On a bicycle wheel, the rim is clearly just one component of the assembly, and it can be purchased separately and replaced if damaged or if the sidewalls have been eroded by rim brakes.

In discussions of automobiles, however, the terms wheel and rim are often incorrectly used synonymously, as in decorative wheels being called rims. One engineering text says, "alloy wheels [are] often incorrectly called aluminum rims".
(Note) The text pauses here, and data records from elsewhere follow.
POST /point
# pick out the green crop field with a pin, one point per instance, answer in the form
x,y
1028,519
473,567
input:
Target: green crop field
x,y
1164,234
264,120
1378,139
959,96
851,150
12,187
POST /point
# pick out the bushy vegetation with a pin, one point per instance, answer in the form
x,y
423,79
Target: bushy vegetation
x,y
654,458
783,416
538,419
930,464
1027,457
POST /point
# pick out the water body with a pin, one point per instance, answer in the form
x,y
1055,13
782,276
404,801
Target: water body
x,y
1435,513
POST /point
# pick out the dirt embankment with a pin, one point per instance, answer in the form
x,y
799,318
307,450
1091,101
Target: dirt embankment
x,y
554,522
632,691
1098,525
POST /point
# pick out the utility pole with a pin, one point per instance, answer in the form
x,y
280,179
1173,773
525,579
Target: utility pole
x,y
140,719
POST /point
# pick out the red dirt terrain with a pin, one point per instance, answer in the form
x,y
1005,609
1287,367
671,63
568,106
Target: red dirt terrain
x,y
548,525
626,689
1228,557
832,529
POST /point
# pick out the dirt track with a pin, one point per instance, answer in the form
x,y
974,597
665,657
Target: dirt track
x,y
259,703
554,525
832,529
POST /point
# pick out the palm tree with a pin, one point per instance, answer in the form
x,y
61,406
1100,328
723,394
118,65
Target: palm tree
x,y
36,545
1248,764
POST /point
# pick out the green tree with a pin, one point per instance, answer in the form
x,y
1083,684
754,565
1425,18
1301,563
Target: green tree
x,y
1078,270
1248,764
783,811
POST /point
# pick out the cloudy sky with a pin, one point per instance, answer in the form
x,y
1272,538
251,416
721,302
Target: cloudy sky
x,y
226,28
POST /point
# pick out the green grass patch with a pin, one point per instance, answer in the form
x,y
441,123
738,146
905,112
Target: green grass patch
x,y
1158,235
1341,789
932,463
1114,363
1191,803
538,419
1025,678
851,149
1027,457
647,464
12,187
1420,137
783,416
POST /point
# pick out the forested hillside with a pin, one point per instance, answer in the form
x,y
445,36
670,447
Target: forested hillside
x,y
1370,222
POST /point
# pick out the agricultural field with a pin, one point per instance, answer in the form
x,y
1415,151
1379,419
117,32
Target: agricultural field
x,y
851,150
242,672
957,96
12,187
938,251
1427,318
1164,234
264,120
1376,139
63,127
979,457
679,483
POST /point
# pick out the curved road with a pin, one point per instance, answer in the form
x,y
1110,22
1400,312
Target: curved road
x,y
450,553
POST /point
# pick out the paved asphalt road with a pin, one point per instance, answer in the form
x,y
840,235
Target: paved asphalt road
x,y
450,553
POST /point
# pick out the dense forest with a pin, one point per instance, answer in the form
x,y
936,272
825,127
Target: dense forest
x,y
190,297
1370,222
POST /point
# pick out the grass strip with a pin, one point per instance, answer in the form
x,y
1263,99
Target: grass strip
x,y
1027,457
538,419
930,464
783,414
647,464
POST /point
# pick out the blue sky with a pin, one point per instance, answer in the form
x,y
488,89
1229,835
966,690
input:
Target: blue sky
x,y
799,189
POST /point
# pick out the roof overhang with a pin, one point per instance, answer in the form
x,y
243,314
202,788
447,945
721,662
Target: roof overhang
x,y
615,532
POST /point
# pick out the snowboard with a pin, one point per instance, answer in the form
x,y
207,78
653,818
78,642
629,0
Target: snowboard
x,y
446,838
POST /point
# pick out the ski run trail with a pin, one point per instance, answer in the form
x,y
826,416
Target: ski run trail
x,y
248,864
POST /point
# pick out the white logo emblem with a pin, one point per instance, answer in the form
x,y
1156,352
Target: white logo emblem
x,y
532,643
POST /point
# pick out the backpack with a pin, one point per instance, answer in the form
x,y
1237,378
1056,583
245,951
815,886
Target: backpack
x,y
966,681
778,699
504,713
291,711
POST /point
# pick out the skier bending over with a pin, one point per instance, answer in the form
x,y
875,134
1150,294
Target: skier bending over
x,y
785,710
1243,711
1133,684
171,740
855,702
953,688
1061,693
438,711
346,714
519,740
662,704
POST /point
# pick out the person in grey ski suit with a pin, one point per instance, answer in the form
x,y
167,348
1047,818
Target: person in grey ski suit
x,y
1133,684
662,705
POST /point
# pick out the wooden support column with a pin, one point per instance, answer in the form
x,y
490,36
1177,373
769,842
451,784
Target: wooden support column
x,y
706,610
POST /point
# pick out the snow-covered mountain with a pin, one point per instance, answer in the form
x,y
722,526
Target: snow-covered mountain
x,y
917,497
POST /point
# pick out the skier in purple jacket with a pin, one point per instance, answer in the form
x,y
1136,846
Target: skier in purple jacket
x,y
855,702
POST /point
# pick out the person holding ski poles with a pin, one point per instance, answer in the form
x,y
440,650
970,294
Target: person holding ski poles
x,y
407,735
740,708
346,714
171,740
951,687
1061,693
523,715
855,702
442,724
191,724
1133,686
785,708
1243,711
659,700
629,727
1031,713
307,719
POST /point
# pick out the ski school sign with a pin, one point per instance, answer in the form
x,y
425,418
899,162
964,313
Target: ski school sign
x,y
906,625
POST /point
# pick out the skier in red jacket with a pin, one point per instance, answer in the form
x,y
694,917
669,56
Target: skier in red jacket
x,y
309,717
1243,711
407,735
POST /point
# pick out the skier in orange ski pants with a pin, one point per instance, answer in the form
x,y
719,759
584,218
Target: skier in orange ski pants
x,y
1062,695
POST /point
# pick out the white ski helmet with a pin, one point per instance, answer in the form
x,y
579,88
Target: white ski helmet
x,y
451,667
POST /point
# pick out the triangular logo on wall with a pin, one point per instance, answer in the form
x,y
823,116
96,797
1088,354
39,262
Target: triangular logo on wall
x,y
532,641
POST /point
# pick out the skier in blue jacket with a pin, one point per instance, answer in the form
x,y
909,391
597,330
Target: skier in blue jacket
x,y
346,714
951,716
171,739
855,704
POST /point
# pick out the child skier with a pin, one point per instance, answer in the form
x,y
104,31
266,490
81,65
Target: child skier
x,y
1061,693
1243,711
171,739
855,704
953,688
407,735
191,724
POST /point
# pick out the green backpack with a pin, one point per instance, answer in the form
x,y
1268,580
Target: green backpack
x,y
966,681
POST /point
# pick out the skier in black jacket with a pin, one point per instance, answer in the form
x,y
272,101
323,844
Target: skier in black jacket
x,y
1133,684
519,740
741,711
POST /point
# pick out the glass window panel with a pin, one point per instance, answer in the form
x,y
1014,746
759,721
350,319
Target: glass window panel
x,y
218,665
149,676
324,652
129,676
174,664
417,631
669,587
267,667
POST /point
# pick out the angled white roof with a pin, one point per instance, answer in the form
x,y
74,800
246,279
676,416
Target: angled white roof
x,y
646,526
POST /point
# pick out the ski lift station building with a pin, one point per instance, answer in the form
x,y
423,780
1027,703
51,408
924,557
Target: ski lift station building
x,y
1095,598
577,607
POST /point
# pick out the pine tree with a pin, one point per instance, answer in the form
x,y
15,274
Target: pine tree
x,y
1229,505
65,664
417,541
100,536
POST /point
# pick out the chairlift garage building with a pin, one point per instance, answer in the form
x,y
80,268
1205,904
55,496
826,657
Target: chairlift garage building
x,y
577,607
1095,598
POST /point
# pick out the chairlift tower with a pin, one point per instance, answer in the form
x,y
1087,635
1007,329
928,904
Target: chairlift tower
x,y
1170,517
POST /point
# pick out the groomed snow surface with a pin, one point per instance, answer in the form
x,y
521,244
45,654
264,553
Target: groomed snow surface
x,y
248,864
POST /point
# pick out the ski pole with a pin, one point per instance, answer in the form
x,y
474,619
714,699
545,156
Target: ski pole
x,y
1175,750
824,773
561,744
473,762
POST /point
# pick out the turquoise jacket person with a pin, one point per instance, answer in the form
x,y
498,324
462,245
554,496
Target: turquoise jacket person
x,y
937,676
Some authors are careful to use rim literally for only the outer portion of a wheel, where the tire mounts, just as the rim of a coffee cup or a meteor crater does not refer to the entire object. Others use rim to mean the entire metal part to which the tire mounts, because the rim and the wheel are often cast or stamped from a single piece of metal instead of being distinct as with wire wheels. At the same time, "wheel" may refer to the entire rotating assembly, including the tire.

==Railroad usage==

In railroad usage, the conical running surface of the wheels may be called a rim, a wheel tread, or a tire.

==Historical development==
Early wheels of motor vehicles started as bicycle wheels, with the rims attached to the central axle by spokes. As vehicles became heavier, wood-spoked wagon wheels with steel rims were used. Later, solid rubber tires were mounted on the rims of those wooden wheels. Some wooden automobile wheels had a demountable steel rim that was bolted onto the outer circumference of the wooden wheel. Wheels that were completely made of metal (single or multiple pieces) gradually became widespread around the 1930s.